Of course the story of Amelia is interesting and compelling, but that doesn't mean that it is dramatic. Drama means intensity, which only springs from conflict. For the first hour of the movie, everything goes "well". Her professional life goes well, her love life goes well. No conflict. Good films are about evolving relationships. Think about all your favorite movies. Why are they your favorites? Because they depict two people who shift from A to B. This film had no such storyline. It was just an expensive re-enactment of her life.

If you think this film is about her flying vs her personal life, you're wrong. "The Aviator" was about that, "Freida" was about that, "Amadeus" was about that. Movies made by good directors are about contrasts. There seems to be no challenge in her life, her flying and her marriage with Richard Gere goes along perfectly. So, in the love story aspect, the movie fails. After the first couple of reels, there is no interest whatsoever in the love story. Richard Gere's character is flattened out completely, and he is just an accessory to the movie. Why does he stand for such a template for production value I do not know. The studio executives, or, whoever was naive enough to pour millions into the amateur director's over-dramatically dry attempt to make a movie, must have been swept away by the quality of the content and completely disregarded that the director just wanted to celebrate the image.

If you think it's a film about freedom and challenge and womanhood, again, you are mistaken. There seems to be no challenge, no obstacle in the way of Amelia's rise to fame, thus making a character who is not compelling and a story that is not interesting. When they tell her "you are reckless, you can't fly", you're supposed to think "no! she can do it!". But no, you don't think that. You think "you are reckless, you can't fly". Everything is too "easy" in this film. They thought that if they just told her life as it was, the audience would be intrigued. Well, we weren't. Just because something "is" doesn't means that that something is "drama". Just because the story itself is interesting, doesn't mean that it can be dramatic.

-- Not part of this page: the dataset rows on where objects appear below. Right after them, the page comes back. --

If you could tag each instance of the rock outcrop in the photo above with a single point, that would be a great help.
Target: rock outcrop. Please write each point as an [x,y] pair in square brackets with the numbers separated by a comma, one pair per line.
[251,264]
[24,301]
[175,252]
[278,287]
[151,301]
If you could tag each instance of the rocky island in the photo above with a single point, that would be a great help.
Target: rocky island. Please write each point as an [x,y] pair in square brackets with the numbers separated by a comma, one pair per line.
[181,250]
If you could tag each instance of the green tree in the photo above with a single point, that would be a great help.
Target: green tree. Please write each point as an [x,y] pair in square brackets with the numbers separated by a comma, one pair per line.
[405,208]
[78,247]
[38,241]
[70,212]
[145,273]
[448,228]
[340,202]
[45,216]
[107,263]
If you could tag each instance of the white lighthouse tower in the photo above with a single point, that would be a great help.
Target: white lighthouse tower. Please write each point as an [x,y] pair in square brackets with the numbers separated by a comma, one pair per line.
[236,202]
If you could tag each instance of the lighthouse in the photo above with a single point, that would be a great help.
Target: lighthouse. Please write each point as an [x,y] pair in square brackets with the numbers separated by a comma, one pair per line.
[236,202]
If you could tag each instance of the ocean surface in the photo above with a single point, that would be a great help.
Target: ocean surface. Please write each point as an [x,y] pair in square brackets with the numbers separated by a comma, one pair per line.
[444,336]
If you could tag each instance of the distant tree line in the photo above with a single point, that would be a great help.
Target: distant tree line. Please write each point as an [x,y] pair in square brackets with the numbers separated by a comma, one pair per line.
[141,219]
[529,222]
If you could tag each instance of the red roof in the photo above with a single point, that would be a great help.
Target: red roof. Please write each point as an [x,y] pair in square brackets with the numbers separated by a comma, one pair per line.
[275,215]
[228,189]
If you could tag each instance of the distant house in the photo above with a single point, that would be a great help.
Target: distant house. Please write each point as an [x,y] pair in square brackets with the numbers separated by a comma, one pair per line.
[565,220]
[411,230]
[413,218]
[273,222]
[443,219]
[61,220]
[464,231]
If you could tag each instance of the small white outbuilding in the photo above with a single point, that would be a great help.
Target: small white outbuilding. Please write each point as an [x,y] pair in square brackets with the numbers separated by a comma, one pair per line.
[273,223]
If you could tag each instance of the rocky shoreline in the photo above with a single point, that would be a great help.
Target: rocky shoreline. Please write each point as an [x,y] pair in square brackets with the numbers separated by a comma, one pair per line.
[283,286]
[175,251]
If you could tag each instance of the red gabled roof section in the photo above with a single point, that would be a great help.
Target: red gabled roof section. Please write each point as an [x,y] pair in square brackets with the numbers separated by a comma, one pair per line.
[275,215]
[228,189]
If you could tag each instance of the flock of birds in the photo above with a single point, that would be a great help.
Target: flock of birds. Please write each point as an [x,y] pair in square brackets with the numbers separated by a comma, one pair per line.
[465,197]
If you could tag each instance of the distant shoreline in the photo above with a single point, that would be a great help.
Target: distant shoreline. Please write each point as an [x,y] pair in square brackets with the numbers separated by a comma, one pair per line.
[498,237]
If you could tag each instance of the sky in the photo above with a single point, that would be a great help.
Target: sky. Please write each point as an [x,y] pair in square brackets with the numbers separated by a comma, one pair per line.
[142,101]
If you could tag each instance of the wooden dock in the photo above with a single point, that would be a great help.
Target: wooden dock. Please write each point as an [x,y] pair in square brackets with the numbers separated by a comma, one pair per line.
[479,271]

And please, don't even talk about that last monologue. "Everyone's got oceans to fly, as long as you have the heart to do it". Really? Really Mica Nair, or whatever your name is? You failed to teach me anything about the personal life of Amelia, you failed at balancing the movie in terms of what is SHOULD be about - her personality, her relationships, her inner dialogue, and you self-indulged in the pretty dissolves of the clouds with the over dramatic epic score.

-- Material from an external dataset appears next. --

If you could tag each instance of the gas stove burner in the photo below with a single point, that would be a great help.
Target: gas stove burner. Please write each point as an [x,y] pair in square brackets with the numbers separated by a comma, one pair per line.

This is "safe" art. Do you see what I mean? Safe art is for restaurants, for museums. We are entering an era of daring art. This is the Italian neo-realism all over again. Young people are hitting the streets with DV cameras telling stories of ordinary people. Stories of sex, violence, psychopathological intrigue. And what did you have to offer us? A flat depiction of a series of unconnected unmotivated events, filmed with the sole purpose of "celebrating accomplishment", the whole "if she can do it, YOU can do it" motif. Not only did you fail to pass that along, but you have made us fear for the future of mainstream Hollywood cinema.

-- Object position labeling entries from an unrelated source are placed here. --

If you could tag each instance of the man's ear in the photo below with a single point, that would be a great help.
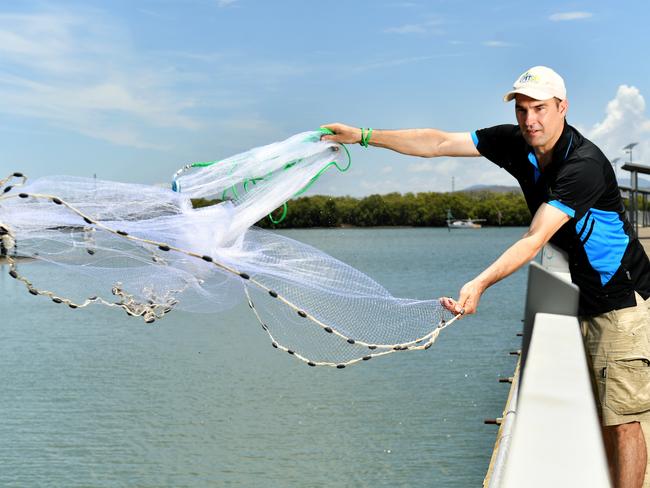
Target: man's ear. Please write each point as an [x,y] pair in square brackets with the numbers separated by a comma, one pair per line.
[564,106]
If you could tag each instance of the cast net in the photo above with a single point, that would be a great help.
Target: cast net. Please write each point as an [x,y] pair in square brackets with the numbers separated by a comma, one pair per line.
[146,250]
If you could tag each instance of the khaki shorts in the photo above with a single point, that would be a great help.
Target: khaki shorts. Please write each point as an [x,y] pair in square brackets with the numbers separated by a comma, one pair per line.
[618,346]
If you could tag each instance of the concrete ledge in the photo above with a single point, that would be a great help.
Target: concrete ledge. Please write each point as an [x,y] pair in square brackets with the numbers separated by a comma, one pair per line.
[556,440]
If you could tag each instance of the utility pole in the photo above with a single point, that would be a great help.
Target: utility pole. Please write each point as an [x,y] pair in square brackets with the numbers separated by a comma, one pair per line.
[634,185]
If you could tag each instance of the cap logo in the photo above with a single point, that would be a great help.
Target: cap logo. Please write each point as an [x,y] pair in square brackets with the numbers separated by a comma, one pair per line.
[527,76]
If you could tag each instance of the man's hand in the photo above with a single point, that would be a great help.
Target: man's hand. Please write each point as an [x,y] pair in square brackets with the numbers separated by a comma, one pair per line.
[467,303]
[546,222]
[343,134]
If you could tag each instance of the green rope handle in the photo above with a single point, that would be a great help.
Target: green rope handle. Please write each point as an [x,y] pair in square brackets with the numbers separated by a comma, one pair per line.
[312,138]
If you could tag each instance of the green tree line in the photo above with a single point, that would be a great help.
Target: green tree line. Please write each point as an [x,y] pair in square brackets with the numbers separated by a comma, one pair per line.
[411,209]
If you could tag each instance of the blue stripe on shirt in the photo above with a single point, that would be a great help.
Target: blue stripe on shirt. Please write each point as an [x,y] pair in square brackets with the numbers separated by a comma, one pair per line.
[565,208]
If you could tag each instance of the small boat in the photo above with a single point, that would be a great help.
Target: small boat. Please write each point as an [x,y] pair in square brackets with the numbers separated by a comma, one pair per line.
[453,223]
[464,224]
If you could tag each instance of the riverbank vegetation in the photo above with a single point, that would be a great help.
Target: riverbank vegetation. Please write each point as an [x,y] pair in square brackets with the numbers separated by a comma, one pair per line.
[411,209]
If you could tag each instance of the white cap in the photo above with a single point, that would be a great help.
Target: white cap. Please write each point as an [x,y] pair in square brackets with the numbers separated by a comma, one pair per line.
[540,83]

I only wish that the same screenplay, as plot-holed and imbalanced as it was, had been made by a real director. Someone who knows how to interpret a scene, and not just tell it. Someone who has the talent of embedding a scene with a subtextual content that ties the visuals and the characters together, a Scorsese, a Foreman, an Iñárritu, a Gilliam, someone who still knows how to handle traditional stories with 21st century audiences.

I apologize if I was too harsh, and if my critique was affected by my own stance. I am a victim of this current economic crisis as we all are. And to see that studios are still wasting millions in weak movies makes me worry about the future of cinema in our economy, in our culture, and in our time.